MANILA -- Uber Technologies ended its ride-hailing service in the Philippines on Monday despite the order by antitrust regulators to continue operations until a review is concluded.
The U.S.-based company alerted clients Sunday night about the shutdown and directed them to download the app of rival Grab, which acquired Uber's Southeast Asian businesses last month. Uber, in exchange, will own a 27.5% stake in Grab.
Uber chose to follow a Land Transportation Franchising and Regulatory Board directive asking the company to halt operations before April 16 because its license as a transportation network company has expired. The board has argued that the company now lacks the staffing to support its operations and ensure passenger safety.

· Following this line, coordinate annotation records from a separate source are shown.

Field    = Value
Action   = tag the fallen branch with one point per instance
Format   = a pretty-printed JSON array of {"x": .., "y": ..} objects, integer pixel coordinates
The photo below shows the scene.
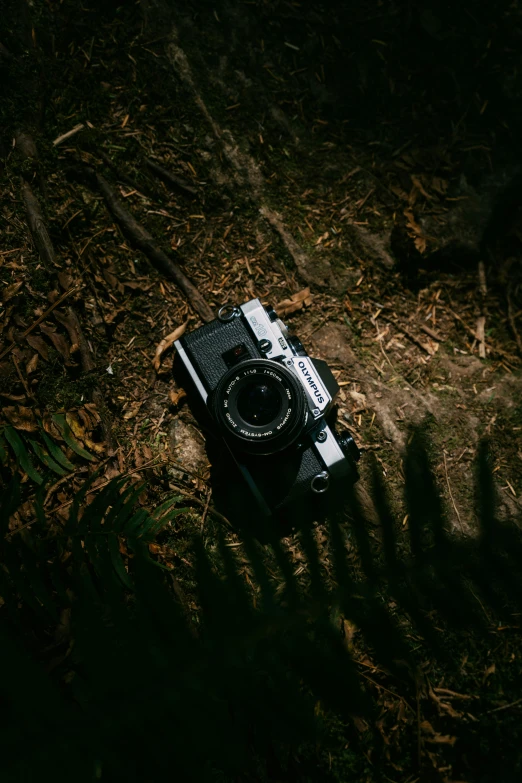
[
  {"x": 37, "y": 227},
  {"x": 71, "y": 321},
  {"x": 175, "y": 182},
  {"x": 122, "y": 177},
  {"x": 141, "y": 238},
  {"x": 39, "y": 320},
  {"x": 511, "y": 319}
]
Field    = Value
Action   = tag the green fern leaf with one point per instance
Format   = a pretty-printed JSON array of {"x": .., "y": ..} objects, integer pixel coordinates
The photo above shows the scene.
[
  {"x": 61, "y": 423},
  {"x": 44, "y": 457},
  {"x": 56, "y": 452},
  {"x": 21, "y": 454}
]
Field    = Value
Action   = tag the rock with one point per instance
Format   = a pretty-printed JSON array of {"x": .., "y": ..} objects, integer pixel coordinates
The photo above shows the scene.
[
  {"x": 187, "y": 446},
  {"x": 331, "y": 343},
  {"x": 480, "y": 214}
]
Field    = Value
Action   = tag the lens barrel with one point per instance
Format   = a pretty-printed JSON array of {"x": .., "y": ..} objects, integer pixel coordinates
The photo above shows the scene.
[{"x": 260, "y": 406}]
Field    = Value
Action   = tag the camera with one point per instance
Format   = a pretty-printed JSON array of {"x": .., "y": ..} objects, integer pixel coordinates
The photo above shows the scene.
[{"x": 255, "y": 386}]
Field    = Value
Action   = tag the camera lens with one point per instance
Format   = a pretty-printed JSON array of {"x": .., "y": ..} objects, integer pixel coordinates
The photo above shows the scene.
[
  {"x": 258, "y": 403},
  {"x": 260, "y": 406}
]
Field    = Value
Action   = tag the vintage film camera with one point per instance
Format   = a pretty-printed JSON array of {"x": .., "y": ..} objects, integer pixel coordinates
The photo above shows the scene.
[{"x": 272, "y": 404}]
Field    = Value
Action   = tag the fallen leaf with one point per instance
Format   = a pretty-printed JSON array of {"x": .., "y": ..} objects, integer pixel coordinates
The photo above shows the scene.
[
  {"x": 296, "y": 302},
  {"x": 11, "y": 290},
  {"x": 74, "y": 423},
  {"x": 359, "y": 397},
  {"x": 135, "y": 286},
  {"x": 39, "y": 344},
  {"x": 112, "y": 280},
  {"x": 58, "y": 341},
  {"x": 98, "y": 448},
  {"x": 21, "y": 418},
  {"x": 176, "y": 396},
  {"x": 132, "y": 410},
  {"x": 32, "y": 364},
  {"x": 65, "y": 280},
  {"x": 166, "y": 343},
  {"x": 51, "y": 428}
]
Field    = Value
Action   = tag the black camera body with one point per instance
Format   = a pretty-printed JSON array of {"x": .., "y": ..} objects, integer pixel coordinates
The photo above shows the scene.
[{"x": 271, "y": 404}]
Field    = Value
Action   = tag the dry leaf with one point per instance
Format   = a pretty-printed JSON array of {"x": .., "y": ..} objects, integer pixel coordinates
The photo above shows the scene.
[
  {"x": 21, "y": 418},
  {"x": 435, "y": 737},
  {"x": 74, "y": 423},
  {"x": 296, "y": 302},
  {"x": 39, "y": 345},
  {"x": 70, "y": 324},
  {"x": 176, "y": 396},
  {"x": 65, "y": 280},
  {"x": 359, "y": 397},
  {"x": 98, "y": 448},
  {"x": 132, "y": 410},
  {"x": 112, "y": 280},
  {"x": 11, "y": 290},
  {"x": 32, "y": 364},
  {"x": 93, "y": 410},
  {"x": 58, "y": 341},
  {"x": 138, "y": 286},
  {"x": 51, "y": 428},
  {"x": 166, "y": 343}
]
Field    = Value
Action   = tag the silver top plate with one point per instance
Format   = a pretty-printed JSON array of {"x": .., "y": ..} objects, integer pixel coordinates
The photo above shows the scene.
[{"x": 264, "y": 329}]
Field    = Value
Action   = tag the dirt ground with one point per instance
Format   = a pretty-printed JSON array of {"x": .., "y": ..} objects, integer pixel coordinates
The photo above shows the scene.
[{"x": 280, "y": 196}]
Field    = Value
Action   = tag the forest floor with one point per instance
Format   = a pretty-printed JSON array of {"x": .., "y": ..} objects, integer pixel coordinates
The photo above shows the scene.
[{"x": 278, "y": 200}]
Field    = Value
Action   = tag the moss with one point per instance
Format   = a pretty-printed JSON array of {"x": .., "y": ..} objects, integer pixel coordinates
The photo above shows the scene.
[{"x": 57, "y": 389}]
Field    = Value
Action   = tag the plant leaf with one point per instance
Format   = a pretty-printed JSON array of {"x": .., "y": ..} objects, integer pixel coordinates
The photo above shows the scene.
[
  {"x": 117, "y": 561},
  {"x": 16, "y": 443},
  {"x": 59, "y": 420},
  {"x": 47, "y": 460},
  {"x": 3, "y": 452},
  {"x": 56, "y": 452}
]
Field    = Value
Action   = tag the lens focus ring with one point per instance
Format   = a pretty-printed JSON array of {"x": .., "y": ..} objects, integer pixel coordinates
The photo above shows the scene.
[{"x": 260, "y": 406}]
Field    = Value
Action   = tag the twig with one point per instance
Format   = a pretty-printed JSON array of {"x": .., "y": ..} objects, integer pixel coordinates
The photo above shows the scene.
[
  {"x": 71, "y": 321},
  {"x": 407, "y": 333},
  {"x": 492, "y": 348},
  {"x": 40, "y": 319},
  {"x": 395, "y": 695},
  {"x": 72, "y": 132},
  {"x": 511, "y": 319},
  {"x": 481, "y": 320},
  {"x": 211, "y": 509},
  {"x": 122, "y": 177},
  {"x": 89, "y": 492},
  {"x": 38, "y": 228},
  {"x": 449, "y": 489},
  {"x": 178, "y": 183},
  {"x": 145, "y": 242},
  {"x": 205, "y": 510},
  {"x": 504, "y": 707},
  {"x": 431, "y": 333}
]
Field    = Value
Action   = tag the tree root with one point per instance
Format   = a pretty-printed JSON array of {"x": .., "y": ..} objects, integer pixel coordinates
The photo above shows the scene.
[
  {"x": 144, "y": 241},
  {"x": 170, "y": 179},
  {"x": 71, "y": 321}
]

But the directive was inconsistent with the interim measures set by the Philippine Competition Commission, which on April 7 ordered both companies to freeze the merger, keep their operations independent and refrain from transferring personal data of drivers and riders pending a review.
PCC Commissioner Stella Quimbo said Uber has the burden of complying with both regulators, a scenario that likely will trigger discussions on the commission's relationship with other industry regulators.

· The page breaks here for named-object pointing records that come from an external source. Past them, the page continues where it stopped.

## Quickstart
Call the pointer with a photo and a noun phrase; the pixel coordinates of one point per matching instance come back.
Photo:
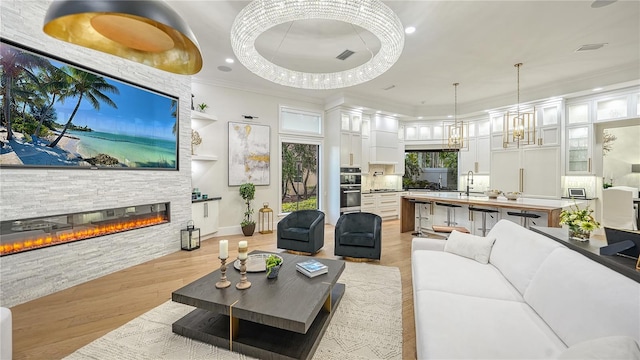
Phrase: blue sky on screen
(140, 112)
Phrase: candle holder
(223, 283)
(244, 283)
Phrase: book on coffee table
(312, 268)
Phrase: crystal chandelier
(519, 127)
(456, 133)
(371, 15)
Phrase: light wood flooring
(56, 325)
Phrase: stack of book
(312, 268)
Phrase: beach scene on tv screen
(55, 114)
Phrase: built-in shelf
(203, 116)
(204, 157)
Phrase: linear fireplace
(22, 235)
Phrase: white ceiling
(475, 43)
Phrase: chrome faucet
(469, 181)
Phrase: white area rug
(367, 325)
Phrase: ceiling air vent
(589, 47)
(345, 54)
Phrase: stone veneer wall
(41, 192)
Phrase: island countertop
(552, 207)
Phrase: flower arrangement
(580, 221)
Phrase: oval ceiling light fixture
(144, 31)
(371, 15)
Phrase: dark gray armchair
(359, 235)
(302, 231)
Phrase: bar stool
(524, 217)
(418, 226)
(451, 208)
(484, 217)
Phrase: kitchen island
(548, 209)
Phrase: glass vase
(576, 233)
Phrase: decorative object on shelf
(513, 195)
(273, 263)
(223, 255)
(456, 134)
(266, 219)
(202, 107)
(519, 127)
(247, 192)
(371, 15)
(249, 156)
(144, 31)
(580, 221)
(195, 140)
(190, 237)
(243, 249)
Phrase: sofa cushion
(437, 270)
(470, 246)
(300, 234)
(357, 239)
(518, 252)
(582, 300)
(611, 347)
(467, 327)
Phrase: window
(300, 149)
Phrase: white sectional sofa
(534, 299)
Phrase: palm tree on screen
(13, 63)
(83, 85)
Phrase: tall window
(300, 141)
(299, 176)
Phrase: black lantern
(190, 237)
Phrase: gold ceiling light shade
(519, 127)
(456, 133)
(144, 31)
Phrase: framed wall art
(59, 114)
(249, 159)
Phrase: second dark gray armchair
(359, 235)
(302, 231)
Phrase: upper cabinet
(200, 135)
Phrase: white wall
(41, 192)
(228, 105)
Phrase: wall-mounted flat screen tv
(59, 114)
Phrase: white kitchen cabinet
(533, 171)
(477, 158)
(205, 216)
(350, 149)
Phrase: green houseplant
(273, 263)
(580, 221)
(248, 192)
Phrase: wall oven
(350, 190)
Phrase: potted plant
(273, 263)
(580, 221)
(248, 192)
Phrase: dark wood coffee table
(282, 318)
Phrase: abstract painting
(249, 159)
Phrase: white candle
(224, 249)
(242, 250)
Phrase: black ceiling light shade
(144, 31)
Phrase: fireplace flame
(82, 234)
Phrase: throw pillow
(470, 246)
(611, 347)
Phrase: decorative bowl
(493, 194)
(512, 195)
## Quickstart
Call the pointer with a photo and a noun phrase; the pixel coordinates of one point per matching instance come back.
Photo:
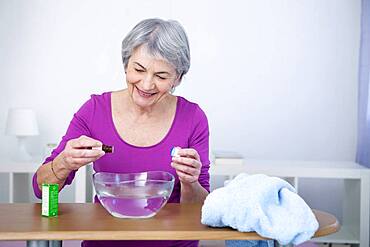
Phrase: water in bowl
(134, 199)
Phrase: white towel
(268, 205)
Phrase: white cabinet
(355, 214)
(13, 168)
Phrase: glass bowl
(133, 195)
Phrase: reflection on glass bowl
(133, 195)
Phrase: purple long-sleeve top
(189, 129)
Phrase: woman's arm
(188, 168)
(71, 158)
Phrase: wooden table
(88, 221)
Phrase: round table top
(89, 221)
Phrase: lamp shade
(21, 122)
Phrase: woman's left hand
(188, 165)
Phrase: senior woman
(142, 122)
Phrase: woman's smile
(144, 94)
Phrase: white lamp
(22, 122)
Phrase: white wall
(277, 79)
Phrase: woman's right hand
(76, 154)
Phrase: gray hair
(166, 39)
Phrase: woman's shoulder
(190, 108)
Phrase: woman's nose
(148, 82)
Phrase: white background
(277, 79)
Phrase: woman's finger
(187, 161)
(183, 177)
(189, 152)
(85, 142)
(186, 169)
(86, 153)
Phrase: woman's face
(149, 79)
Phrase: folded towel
(267, 205)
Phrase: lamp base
(22, 154)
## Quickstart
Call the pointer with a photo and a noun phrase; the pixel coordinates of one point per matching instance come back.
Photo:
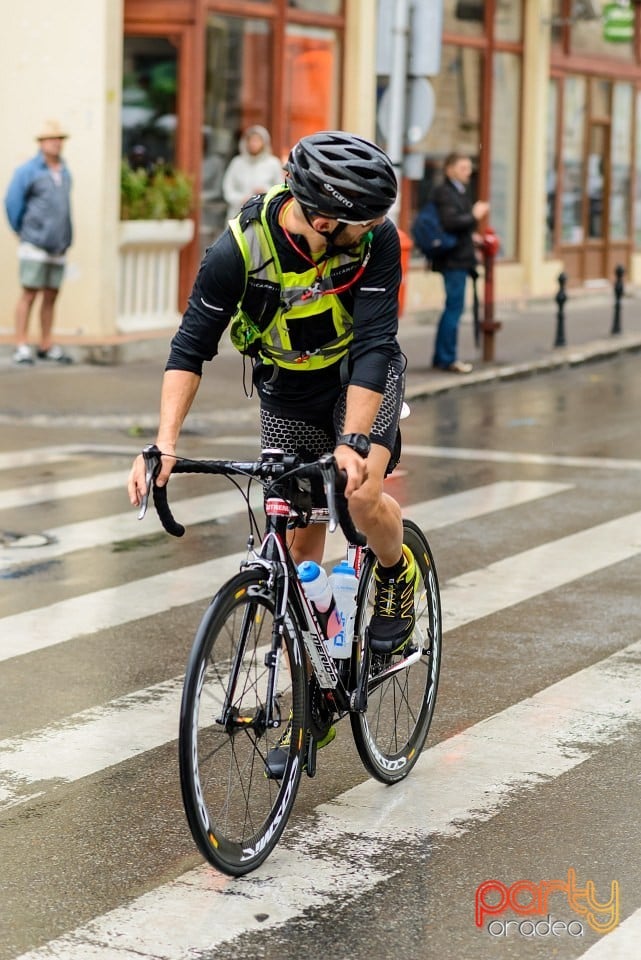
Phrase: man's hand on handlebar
(137, 485)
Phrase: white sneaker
(23, 354)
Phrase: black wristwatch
(357, 441)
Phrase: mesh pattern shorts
(310, 440)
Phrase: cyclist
(308, 276)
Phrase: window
(572, 158)
(311, 82)
(149, 87)
(504, 152)
(238, 94)
(550, 167)
(621, 160)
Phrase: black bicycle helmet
(342, 176)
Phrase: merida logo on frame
(530, 899)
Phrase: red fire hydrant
(490, 246)
(406, 249)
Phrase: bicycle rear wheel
(235, 812)
(390, 735)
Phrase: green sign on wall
(618, 23)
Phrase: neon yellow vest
(301, 297)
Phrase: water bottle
(317, 589)
(344, 584)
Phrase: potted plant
(155, 205)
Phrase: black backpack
(428, 233)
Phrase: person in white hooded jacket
(253, 170)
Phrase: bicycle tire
(390, 734)
(236, 814)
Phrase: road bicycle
(259, 661)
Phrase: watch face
(357, 441)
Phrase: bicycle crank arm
(358, 698)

The commission has told both companies to explain by Tuesday why they could not comply fully with the interim measures. "If they don't submit tomorrow, we will have to take further actions," Quimbo told the Nikkei Asian Review, declining to be more specific.
The Philippine Competition Act lets the PCC void a transaction if it decides the deal poses serious harm to consumers. The regulator said Monday that the merger gives Grab a 94% share in the Philippine ride-hailing market.

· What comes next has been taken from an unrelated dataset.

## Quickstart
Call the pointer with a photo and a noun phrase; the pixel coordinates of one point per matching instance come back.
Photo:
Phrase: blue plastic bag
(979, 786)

Grab and Uber have been moving to complete their regional integration since announcing their merger on March 26. The Competition and Consumer Commission of Singapore, which is also reviewing the transaction, has asked Uber to continue services until May 7 and barred Grab from imposing exclusivity contracts on drivers to keep the market open.
The Vietnam Competition Authority launched an investigation of the deal Friday that could take 30 days. The outcome of the multiple investigations could determine the future of Southeast Asia's ride-hailing market even after the merger is concluded.